Driven to distraction
In a similar vein, Nass began wondering how emotional speech might affect drivers. “Happy people benefit from happy people,” he said, but what about the cliché that misery loves company? “Totally wrong,” Nass said. “It loves miserable company.”
In a series of experiments conducted in 2005, he and collaborators from Stanford and Toyota first showed drivers a five-minute video that left them feeling either happy or upset, then had them use a driving simulator for 20 minutes.
As a “passenger,” the researchers included a pre-recorded message from a woman offering both comments and questions about the route (“My favorite part of this drive is the lighthouse”). Half the time, her voice was energetic. The other half, it was subdued.
The experiment showed that already happy drivers drove best and conversed more when the upbeat-sounding voice was along for the ride. Sad drivers, however, preferred the subdued voice, as suggested by a decreased number of accidents during the simulation.
“For sad drivers, they were actually distracted by the happy voice,” Nass said. And when asked, they clearly preferred the voice that more closely matched their somber mood. “It tells us that voices in cars manifest more than just content, they manifest emotion,” he said.
Installing an emotion-laden voice into car technology could be inexpensive and easy to implement, he said. Ah, but which voice? Drivers are emotionally fickle creatures, and who would take the blame if a cloyingly perky computer navigator led a suddenly depressed driver to distraction — and into a ditch?
Simulating a wide range of emotion in speech programs has become a major area of research by both industry and academic groups.
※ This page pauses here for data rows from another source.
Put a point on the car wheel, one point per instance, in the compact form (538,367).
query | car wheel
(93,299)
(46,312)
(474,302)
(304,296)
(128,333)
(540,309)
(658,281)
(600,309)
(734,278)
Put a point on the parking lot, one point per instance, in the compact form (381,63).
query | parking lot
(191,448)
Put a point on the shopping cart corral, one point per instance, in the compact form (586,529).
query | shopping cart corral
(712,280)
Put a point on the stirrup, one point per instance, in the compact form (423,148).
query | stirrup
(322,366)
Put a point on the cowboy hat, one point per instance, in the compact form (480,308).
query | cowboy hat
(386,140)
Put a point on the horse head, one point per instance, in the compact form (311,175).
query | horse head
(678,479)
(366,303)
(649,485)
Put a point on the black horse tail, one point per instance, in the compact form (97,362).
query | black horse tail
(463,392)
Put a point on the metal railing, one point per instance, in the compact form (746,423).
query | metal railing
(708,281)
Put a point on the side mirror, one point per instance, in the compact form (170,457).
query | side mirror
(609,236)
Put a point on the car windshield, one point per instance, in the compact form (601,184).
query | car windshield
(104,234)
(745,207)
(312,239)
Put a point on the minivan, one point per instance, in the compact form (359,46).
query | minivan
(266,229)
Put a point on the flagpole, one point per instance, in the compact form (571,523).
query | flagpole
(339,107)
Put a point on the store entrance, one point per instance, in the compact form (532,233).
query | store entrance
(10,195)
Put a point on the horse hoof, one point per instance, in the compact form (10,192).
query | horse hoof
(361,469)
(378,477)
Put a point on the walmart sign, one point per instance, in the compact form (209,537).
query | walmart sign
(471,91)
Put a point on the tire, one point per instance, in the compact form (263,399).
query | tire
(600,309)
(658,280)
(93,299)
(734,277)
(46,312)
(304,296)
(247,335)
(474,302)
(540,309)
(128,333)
The catch, according to Nourbakhsh, is that synthetic speech is much further along than the ability of computers to model the cognitive states of humans and how to interact with them over time.
Automated call centers, for example, can be optimized so that an increasingly apologetic voice politely asks a misunderstood caller to try again. Perhaps the method could encourage more people to remain on the line instead of hanging up in frustration, but Nourbakhsh cautions that an over-reliance on the technique could hide deeper problems.
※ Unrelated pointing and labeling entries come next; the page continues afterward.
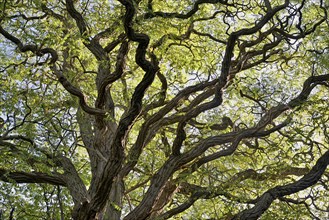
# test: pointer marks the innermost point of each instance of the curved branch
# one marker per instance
(183, 16)
(29, 47)
(264, 201)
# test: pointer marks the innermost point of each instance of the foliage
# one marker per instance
(151, 109)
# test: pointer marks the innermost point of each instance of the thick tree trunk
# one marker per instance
(114, 205)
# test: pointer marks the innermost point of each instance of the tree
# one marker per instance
(150, 109)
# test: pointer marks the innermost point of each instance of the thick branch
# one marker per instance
(264, 201)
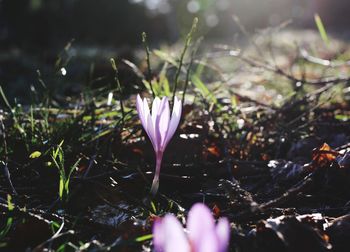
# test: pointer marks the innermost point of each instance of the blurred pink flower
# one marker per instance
(159, 127)
(203, 234)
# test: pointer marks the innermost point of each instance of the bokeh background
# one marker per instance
(34, 32)
(49, 23)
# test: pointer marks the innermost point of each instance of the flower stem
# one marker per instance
(155, 183)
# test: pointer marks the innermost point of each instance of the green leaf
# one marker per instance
(10, 205)
(321, 29)
(198, 83)
(165, 56)
(35, 154)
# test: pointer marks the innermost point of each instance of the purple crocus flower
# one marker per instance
(203, 234)
(159, 127)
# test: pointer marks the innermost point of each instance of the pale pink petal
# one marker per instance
(199, 222)
(223, 234)
(149, 128)
(163, 122)
(155, 109)
(174, 121)
(139, 107)
(170, 237)
(158, 235)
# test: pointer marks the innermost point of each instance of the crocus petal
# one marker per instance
(174, 121)
(155, 109)
(147, 124)
(223, 234)
(163, 122)
(200, 221)
(139, 107)
(158, 235)
(170, 237)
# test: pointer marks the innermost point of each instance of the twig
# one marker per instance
(149, 75)
(187, 44)
(5, 163)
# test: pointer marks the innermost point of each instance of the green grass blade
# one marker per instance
(321, 29)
“We’re using an emotional short-circuiting to get over the fact that our voice-recognition stinks,” he said. “Do we really want to invent a back-story so that it’s OK for the robot to be wrong, when we really want to make them better?”
When the robot is actually right, communication can be even trickier. “It’s an interesting question as to when and how you should correct a human,” he said. “There are some obvious lines in the sand that you should draw.”
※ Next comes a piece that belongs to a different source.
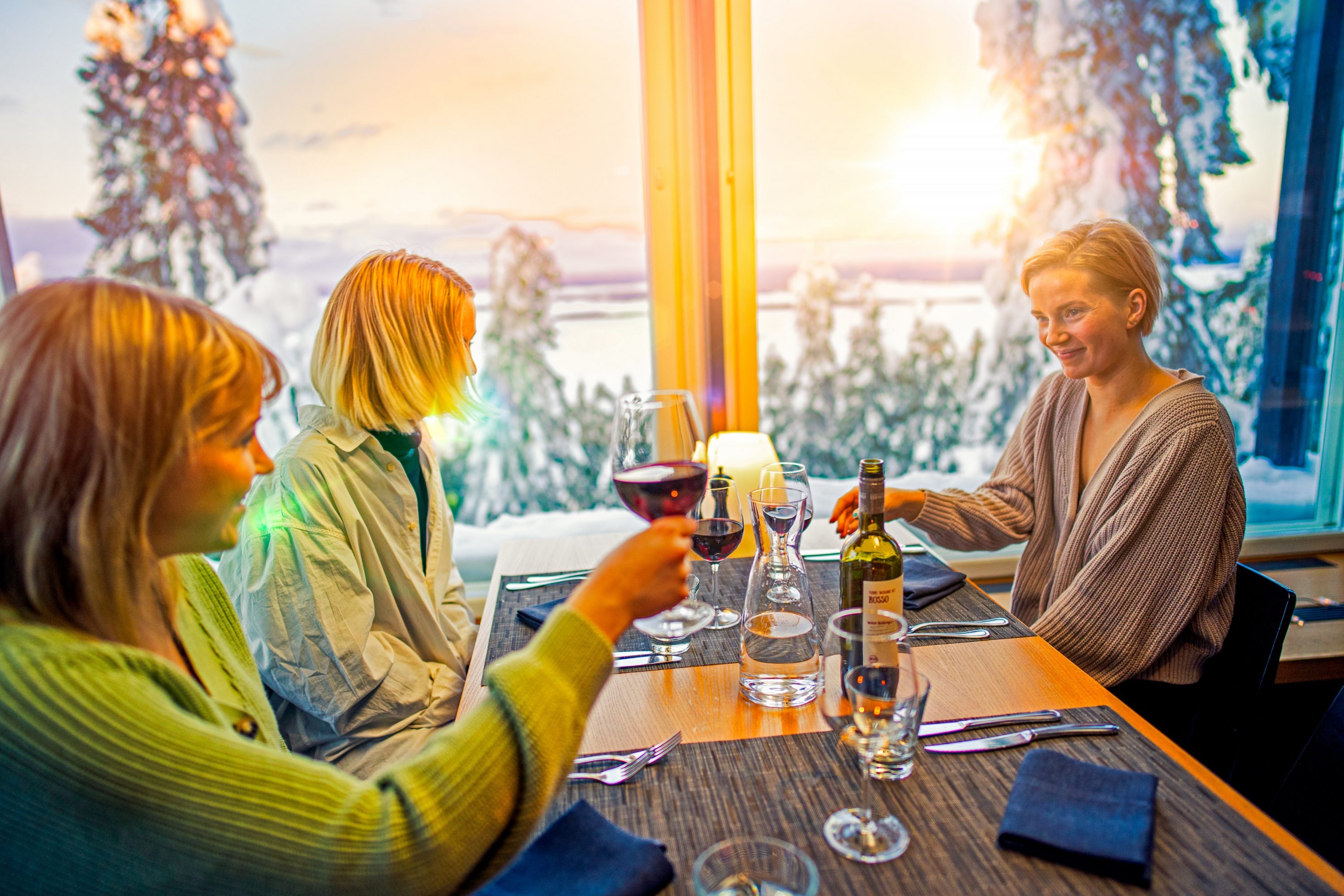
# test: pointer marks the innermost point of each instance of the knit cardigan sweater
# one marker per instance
(1135, 577)
(123, 775)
Trivial corrections are likely to quickly strain relations, but as the danger increases — a driver is driving the wrong way on a highway, for example — a robot would need to weigh the emotional impact on the driver against the consequences of not intervening.
The trick, Nourbakhsh said, is to make the system as cognitively nondisruptive as possible.
“In other words, if you’re kind of a quiet person and it blares at you, that’s bad.”
For toys, the dissonance may not matter. But until researchers find the proper balance, Nourbakhsh said, the use of voice — and especially of emotional voice — will likely proceed more cautiously in products like automobiles.
“It’s not going to be like Robin Williams in your car,” he said.